Piansero e supplicarono gli sventurati, chiedendo perdono a Dio, che aveva loro parlato dall’alto dei cieli. Allora Dio si mosse a compassione e fece sentire ancora la sua voce, ordinando a Giuseppe di lavare gli occhi dei pastori con l’acqua sporca dell’abbeveratoio ed ordinando a tutti, per il futuro, di essere generosi ed ospitali con quanti si fossero trovati a passare per l’alpeggio di Scermendone. Lavati gli occhi, tutti ripresero a vedere. Dio li aveva perdonati, ma i segni dell’immane rogo che aveva distrutto gli alpeggi a nord erano rimasti. Scomparve, così, per sempre il Dosso Pelato e le cime che lo sovrastavano vennero chiamate Corna Bruciate. L’acqua del miracolo venne, invece, chiamata “acqua degli occhi”.
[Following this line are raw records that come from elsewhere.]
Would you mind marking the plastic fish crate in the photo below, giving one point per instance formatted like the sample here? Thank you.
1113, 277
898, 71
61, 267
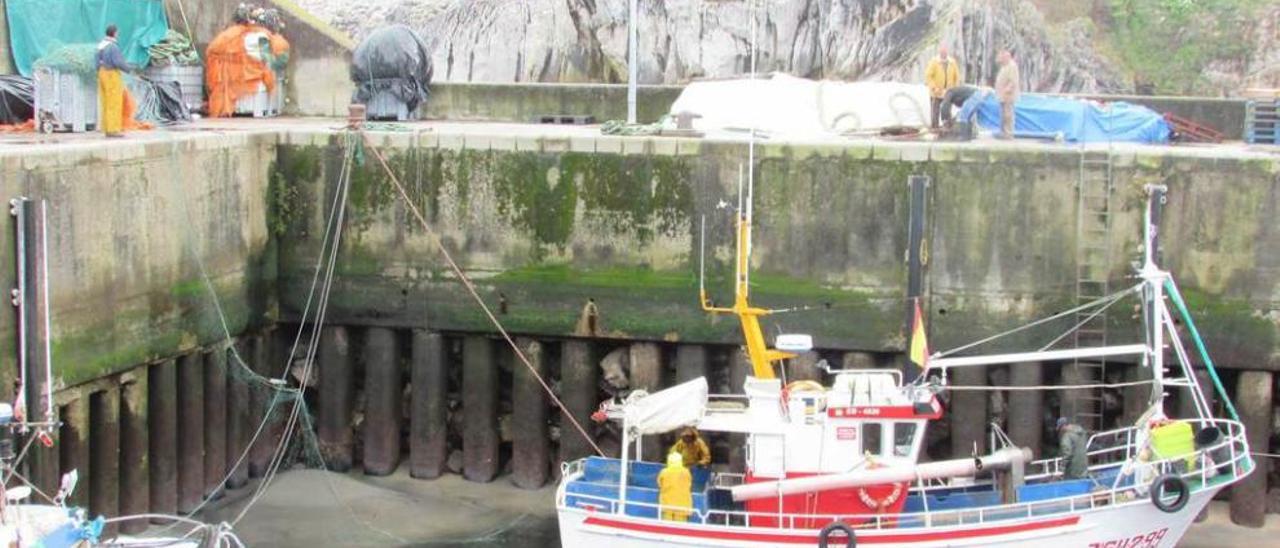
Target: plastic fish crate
387, 106
278, 95
191, 81
1262, 123
257, 105
64, 101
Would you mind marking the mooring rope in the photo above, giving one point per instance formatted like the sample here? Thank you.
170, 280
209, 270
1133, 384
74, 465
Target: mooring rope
475, 295
1043, 387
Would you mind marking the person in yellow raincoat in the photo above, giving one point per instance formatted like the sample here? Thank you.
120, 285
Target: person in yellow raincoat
110, 85
675, 489
693, 448
942, 73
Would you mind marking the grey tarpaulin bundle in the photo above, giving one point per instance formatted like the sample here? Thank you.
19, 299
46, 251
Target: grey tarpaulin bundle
159, 103
392, 59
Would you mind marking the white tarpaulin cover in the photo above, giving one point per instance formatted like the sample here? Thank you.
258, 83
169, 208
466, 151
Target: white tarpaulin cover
796, 106
667, 410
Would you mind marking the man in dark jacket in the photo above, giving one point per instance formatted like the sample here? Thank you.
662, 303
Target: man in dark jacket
1072, 443
110, 85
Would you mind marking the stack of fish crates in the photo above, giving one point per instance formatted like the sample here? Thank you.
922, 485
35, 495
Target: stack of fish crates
278, 95
257, 104
1262, 122
64, 101
191, 81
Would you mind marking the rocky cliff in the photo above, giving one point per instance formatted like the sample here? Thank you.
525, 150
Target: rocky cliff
681, 40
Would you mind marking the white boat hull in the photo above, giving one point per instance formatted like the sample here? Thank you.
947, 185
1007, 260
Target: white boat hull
1137, 524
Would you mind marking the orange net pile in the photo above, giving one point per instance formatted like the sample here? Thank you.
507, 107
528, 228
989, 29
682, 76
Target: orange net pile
231, 73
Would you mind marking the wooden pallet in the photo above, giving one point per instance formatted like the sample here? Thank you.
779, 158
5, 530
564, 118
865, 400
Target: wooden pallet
1189, 131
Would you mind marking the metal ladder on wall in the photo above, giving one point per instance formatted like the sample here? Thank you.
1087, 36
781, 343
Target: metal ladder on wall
1092, 241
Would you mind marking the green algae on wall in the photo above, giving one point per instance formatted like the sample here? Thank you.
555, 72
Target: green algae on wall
535, 196
638, 195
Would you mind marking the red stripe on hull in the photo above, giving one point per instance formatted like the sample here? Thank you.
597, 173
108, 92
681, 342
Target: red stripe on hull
813, 538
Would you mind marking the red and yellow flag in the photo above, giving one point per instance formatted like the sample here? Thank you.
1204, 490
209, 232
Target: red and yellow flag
919, 346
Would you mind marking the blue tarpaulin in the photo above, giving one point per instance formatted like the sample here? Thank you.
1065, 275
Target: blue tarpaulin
1075, 119
37, 27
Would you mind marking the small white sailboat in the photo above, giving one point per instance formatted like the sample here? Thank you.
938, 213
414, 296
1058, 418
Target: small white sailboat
839, 464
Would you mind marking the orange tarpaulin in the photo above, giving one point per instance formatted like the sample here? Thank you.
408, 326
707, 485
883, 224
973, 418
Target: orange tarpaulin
231, 73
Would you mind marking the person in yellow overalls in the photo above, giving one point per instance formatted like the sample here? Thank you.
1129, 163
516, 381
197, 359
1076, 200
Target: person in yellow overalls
110, 85
675, 489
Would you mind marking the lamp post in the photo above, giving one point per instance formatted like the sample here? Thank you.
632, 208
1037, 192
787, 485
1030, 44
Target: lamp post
632, 69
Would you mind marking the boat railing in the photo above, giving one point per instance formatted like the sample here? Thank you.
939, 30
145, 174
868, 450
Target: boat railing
1210, 465
1105, 450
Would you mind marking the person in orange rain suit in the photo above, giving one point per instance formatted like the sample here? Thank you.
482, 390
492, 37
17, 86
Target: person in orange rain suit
231, 72
110, 85
675, 489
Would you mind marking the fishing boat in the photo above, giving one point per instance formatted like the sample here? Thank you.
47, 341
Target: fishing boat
839, 464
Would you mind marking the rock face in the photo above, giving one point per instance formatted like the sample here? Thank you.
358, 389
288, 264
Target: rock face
681, 40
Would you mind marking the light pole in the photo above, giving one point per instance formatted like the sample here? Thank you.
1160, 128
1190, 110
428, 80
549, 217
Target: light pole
632, 69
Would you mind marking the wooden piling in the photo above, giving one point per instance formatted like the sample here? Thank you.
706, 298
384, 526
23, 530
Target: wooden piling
135, 480
690, 362
1137, 398
238, 419
334, 401
163, 437
260, 407
530, 441
429, 411
968, 412
1253, 398
191, 434
215, 421
579, 389
74, 447
1027, 407
382, 430
479, 410
104, 480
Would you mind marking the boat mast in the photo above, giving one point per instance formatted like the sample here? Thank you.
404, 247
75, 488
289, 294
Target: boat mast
1153, 292
757, 350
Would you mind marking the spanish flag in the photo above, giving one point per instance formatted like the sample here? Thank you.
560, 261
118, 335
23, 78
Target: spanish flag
919, 346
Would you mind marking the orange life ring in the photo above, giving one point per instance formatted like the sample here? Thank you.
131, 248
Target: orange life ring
882, 503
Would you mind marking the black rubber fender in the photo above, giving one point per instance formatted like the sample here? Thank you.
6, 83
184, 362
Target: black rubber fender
1161, 487
837, 526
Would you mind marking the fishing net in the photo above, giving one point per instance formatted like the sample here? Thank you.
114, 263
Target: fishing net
174, 49
275, 407
16, 100
71, 59
393, 60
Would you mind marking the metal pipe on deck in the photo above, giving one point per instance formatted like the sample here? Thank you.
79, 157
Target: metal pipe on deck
959, 467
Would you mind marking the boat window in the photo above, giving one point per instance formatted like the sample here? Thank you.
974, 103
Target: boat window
871, 438
904, 438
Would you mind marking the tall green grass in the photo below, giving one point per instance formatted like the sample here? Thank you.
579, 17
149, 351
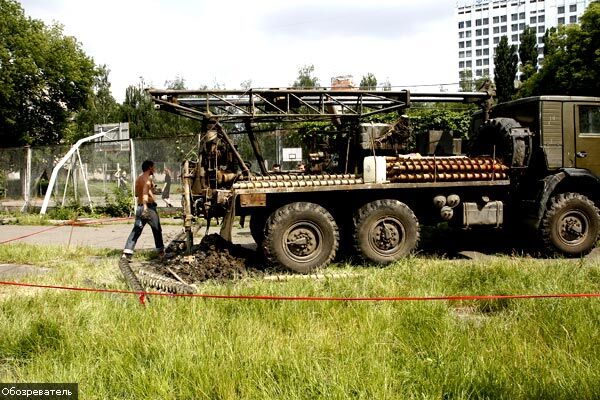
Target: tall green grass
191, 348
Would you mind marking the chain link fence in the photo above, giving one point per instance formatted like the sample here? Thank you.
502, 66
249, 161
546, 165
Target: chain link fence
93, 175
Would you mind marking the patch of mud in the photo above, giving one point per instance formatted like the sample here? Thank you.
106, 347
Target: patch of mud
213, 259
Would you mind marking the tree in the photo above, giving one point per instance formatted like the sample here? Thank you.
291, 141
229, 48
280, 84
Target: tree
102, 108
571, 64
368, 82
466, 82
505, 69
44, 78
528, 53
386, 86
305, 79
145, 121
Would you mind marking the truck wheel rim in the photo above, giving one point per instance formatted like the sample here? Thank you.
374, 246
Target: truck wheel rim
302, 241
387, 235
573, 227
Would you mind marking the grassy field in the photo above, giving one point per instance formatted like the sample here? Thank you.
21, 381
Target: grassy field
191, 348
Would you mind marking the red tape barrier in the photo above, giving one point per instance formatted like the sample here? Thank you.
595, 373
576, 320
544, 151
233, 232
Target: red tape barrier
142, 295
68, 223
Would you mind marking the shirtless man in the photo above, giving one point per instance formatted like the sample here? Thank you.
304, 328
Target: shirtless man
145, 212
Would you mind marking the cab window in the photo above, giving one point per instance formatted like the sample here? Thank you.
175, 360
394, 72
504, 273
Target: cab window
589, 120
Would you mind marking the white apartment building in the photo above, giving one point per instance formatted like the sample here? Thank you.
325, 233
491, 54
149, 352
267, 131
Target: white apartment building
481, 24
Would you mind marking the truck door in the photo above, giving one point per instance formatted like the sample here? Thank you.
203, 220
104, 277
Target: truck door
587, 137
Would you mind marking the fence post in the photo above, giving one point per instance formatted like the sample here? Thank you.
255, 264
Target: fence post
27, 179
132, 163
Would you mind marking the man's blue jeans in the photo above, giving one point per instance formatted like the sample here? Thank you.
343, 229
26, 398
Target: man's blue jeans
138, 227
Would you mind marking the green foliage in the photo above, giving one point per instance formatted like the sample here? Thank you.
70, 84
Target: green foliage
145, 121
571, 63
517, 349
424, 120
466, 82
505, 69
101, 108
306, 78
368, 82
44, 77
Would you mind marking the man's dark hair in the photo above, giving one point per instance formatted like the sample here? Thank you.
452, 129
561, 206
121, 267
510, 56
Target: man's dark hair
146, 165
Anche il signorotto si pentì amaramente per il suo profondo egoismo e, come segno di gratitudine verso Dio, fece costruire, vicino alla pozza dell’acqua miracolosa, la chiesetta di San Quirico (San Cères). Da allora, per ricordare l’accaduto e rendere grazie a Dio tutti gli abitanti di Buglio, Monastero, Villapinta, Ronco e Pedemonte salgono alla chiesetta in pellegrinaggio ogni terza domenica di luglio, richiamati dal suono argentino della campanella; dopo la S. Messa, come segno di ospitalità e condivisione, vengono distribuiti a tutti, gente del paese e forestieri, mezzo litro di vino ed una pagnotta rotonda da mezzo chilo. 
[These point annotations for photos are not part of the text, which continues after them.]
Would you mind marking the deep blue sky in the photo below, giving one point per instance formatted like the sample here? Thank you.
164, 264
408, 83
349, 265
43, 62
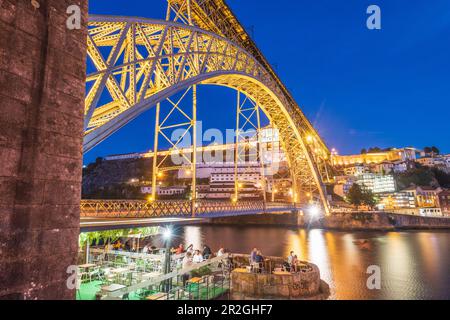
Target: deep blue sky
360, 88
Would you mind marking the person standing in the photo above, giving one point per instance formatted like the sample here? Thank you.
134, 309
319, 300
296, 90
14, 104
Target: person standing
206, 252
253, 256
198, 258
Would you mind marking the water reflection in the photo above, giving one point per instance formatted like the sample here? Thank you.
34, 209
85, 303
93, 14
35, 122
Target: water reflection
414, 265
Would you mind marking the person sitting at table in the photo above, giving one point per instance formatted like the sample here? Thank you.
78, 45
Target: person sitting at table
259, 261
190, 249
207, 252
180, 249
253, 256
118, 245
187, 263
198, 258
221, 252
294, 264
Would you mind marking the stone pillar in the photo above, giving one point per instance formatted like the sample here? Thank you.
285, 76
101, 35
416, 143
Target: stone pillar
42, 88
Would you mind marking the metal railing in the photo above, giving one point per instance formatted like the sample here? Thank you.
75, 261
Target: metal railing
182, 208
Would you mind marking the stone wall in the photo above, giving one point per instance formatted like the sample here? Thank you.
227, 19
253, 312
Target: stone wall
42, 88
381, 221
302, 285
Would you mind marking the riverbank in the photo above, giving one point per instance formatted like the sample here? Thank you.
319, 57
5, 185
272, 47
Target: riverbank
354, 221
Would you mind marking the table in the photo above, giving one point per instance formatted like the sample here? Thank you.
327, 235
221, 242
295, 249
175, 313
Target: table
119, 270
282, 273
113, 287
157, 296
87, 266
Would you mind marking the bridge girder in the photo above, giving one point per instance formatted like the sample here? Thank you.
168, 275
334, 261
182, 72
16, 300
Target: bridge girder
141, 62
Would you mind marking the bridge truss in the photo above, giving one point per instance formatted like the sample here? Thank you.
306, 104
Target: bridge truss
141, 62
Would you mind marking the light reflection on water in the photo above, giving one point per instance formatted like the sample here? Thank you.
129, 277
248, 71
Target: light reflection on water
414, 265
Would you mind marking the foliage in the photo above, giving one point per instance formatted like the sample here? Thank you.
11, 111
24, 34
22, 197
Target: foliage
355, 195
111, 236
358, 196
431, 150
363, 217
419, 176
442, 178
203, 271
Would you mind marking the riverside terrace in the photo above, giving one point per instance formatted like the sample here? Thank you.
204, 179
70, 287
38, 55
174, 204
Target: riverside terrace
109, 273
La fonte dell'acqua degli occhi si vede ancora, in una nicchia di sassi, nei pressi del baitone-ricoverso che si trova leggermente a valle e ad ovest della chiesetta di San Quirico, nei pressi del sentiero che taglia l'alpeggio. Si dice che chiunque si bagni gli occhi con quest'acqua sarà preservato dalle malattie che toccano la vista.